18. Kit as claimed in one of the claims 14 to 17, characterized in that

it is present in the form of a double-chamber system in which component a) is located in the first chamber of the system and component b) is located in a second chamber of the system.

19. Use of a composition containing an active substance selected from 5-ALA or a derivative thereof as claimed in one of the claims 1 to 13 or a kit as claimed in one of the claims 14 to 18 for the production of a pharmaceutical preparation for the treatment or diagnosis of diseases associated with cell proliferation.

20. Use as claimed in claim 19, characterized in that

the composition is applied topically or systemically.

21. Use as claimed in claim 19 or 20 for the treatment or diagnosis of tumour diseases.

22. Use as claimed in one of the claims 19 to 21 for a photodynamic therapy.

23. Use as claimed in claim 21 or 22, characterized in that

the disease is a basal cell carcinoma, squamous-cell carcinoma, morbus bowen, actinic keratosis, condylomata acuminata (CIN), intraepithelial neoplasia of the vulva (VIN), or a nodular or subcutaneous cancer disease.

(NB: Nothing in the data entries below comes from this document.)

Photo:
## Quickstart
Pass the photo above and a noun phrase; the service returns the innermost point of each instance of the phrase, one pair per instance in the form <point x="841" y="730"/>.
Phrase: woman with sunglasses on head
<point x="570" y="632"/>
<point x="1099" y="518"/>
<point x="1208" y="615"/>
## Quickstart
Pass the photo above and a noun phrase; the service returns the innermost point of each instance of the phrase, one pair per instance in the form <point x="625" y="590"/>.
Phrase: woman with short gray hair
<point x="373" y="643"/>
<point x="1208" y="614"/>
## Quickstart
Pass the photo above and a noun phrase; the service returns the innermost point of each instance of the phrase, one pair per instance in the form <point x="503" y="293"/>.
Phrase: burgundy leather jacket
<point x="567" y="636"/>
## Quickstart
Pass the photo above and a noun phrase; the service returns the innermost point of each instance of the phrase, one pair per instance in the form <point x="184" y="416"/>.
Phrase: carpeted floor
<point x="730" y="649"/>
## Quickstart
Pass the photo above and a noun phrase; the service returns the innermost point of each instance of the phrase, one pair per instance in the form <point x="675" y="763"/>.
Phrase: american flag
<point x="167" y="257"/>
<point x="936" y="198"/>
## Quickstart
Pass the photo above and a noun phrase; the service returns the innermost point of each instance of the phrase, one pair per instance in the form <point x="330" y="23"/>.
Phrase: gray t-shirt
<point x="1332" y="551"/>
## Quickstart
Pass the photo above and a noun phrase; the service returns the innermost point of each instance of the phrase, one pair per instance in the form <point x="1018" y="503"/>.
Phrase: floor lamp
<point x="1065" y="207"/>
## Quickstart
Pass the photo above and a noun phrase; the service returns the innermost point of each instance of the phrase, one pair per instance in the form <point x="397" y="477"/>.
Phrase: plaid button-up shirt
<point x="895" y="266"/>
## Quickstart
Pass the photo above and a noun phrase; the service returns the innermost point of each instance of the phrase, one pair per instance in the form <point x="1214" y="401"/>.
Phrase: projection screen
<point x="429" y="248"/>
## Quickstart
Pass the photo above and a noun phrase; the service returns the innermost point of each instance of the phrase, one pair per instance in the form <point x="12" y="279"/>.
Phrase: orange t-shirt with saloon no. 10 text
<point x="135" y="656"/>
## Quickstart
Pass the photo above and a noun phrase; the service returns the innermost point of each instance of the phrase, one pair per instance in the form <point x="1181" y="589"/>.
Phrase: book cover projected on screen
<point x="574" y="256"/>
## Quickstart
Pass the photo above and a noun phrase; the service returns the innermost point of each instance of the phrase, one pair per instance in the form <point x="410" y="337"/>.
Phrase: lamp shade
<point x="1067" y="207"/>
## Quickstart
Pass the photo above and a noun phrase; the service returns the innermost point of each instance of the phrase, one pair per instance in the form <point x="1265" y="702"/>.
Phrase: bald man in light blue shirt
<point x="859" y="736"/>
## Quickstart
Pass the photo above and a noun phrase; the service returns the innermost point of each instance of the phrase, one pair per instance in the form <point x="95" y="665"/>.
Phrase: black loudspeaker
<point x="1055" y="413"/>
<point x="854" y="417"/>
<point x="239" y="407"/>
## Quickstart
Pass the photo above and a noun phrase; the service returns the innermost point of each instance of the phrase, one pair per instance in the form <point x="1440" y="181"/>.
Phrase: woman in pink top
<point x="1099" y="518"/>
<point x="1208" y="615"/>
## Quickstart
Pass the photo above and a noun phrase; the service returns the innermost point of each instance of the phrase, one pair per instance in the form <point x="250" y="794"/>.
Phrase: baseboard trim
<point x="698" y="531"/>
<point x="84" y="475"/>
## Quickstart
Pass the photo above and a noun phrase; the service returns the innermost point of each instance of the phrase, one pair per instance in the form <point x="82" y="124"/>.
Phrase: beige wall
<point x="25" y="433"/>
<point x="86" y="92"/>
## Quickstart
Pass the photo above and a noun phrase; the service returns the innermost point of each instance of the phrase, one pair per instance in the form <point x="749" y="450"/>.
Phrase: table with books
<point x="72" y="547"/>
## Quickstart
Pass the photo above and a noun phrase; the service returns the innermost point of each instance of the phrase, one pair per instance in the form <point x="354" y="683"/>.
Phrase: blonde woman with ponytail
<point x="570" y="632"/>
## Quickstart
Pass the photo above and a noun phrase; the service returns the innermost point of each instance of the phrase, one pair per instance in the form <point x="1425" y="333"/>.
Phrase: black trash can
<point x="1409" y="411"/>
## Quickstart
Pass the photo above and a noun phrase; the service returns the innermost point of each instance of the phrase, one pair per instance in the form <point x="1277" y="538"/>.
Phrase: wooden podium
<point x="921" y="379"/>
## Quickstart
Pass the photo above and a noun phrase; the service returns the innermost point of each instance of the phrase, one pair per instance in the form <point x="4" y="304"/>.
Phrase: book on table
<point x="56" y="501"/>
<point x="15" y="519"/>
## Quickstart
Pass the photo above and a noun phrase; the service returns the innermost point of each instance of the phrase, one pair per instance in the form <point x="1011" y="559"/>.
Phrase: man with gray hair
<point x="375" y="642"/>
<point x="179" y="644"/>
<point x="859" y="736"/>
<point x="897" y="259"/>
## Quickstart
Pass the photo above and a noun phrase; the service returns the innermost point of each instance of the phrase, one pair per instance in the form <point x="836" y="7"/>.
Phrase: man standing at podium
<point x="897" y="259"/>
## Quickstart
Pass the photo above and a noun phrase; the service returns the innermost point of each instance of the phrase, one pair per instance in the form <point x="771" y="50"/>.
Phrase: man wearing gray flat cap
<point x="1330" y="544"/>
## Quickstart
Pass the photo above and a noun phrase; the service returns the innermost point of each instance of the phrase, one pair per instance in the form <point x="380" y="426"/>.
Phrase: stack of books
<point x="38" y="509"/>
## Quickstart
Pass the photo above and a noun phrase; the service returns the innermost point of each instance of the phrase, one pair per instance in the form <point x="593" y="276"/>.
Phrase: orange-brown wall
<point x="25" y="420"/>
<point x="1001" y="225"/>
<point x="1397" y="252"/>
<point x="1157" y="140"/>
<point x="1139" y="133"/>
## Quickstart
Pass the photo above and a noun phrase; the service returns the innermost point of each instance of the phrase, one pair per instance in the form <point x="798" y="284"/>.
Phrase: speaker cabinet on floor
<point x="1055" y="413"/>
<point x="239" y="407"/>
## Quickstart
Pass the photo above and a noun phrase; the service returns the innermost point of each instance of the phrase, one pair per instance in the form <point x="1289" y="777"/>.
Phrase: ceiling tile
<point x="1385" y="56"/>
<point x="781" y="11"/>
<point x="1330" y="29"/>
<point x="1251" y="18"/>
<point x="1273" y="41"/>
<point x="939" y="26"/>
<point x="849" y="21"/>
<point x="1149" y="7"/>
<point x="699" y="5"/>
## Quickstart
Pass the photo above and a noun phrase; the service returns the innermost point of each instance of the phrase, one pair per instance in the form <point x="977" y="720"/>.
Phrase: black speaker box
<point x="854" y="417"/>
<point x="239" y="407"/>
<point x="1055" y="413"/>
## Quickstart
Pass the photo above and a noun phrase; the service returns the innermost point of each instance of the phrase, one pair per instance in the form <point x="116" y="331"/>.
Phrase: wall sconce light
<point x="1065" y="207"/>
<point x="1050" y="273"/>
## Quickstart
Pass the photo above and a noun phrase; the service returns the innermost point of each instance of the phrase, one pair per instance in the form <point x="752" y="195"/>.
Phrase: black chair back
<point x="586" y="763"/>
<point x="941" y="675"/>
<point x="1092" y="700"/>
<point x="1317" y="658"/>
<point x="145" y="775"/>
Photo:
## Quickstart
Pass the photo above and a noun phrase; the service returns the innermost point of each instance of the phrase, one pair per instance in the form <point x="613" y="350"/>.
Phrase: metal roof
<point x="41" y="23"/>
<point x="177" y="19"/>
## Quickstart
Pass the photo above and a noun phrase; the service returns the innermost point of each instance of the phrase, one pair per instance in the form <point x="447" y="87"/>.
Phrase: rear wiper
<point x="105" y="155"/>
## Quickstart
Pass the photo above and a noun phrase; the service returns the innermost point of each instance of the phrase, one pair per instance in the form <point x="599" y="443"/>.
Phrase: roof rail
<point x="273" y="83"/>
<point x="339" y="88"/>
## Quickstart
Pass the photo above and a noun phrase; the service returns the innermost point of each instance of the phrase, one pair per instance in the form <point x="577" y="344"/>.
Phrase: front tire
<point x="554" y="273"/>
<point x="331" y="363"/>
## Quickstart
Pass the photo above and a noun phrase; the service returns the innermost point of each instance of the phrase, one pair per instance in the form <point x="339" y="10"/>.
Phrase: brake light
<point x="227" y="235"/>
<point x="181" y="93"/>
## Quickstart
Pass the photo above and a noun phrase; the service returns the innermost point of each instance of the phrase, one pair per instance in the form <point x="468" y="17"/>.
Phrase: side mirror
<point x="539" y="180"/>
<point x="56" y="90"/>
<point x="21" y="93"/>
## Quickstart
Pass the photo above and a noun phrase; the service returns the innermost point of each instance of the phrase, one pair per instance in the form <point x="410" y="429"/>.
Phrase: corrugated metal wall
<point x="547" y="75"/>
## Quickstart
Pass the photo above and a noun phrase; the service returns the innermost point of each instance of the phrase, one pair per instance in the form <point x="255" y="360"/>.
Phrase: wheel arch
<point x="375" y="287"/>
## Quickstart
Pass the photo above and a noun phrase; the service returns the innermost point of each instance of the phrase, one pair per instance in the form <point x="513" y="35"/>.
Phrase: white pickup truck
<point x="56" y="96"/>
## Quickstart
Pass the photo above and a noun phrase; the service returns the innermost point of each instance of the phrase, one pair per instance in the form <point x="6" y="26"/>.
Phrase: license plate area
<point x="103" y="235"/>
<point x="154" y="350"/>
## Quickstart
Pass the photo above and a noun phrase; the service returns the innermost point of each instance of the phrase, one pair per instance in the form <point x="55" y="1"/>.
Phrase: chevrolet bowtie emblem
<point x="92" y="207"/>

24. Use as claimed in claim 23, characterized in that

the disease is psoriasis or acne.

25. Use of a composition as claimed in one of the claims 1 to 13 or of a kit as claimed in one of the claims 14 to 18 for producing a diagnostic test or medicament for photodynamic therapy.

26. Kit comprising a composition that can be applied topically as claimed in claim 12 and at least one component selected from

(a) an essentially light-impermeable sheet-like material,

(b) means for attaching the sheet-like material to a site of application and

(c) means for applying the composition to a site of application.

27. Kit as claimed in claim 26, additionally comprising

(d) an aqueous buffer system.

28. Use of a non-aqueous liquid which has a dielectric constant ∈ of less than 80 at 25° C. to stabilize 5-aminolevulinic acid (5-ALA) or/and a derivative thereof, wherein the 5-aminolevulinic acid or/and the derivative thereof is dissolved or dispersed in the non-aqueous liquid.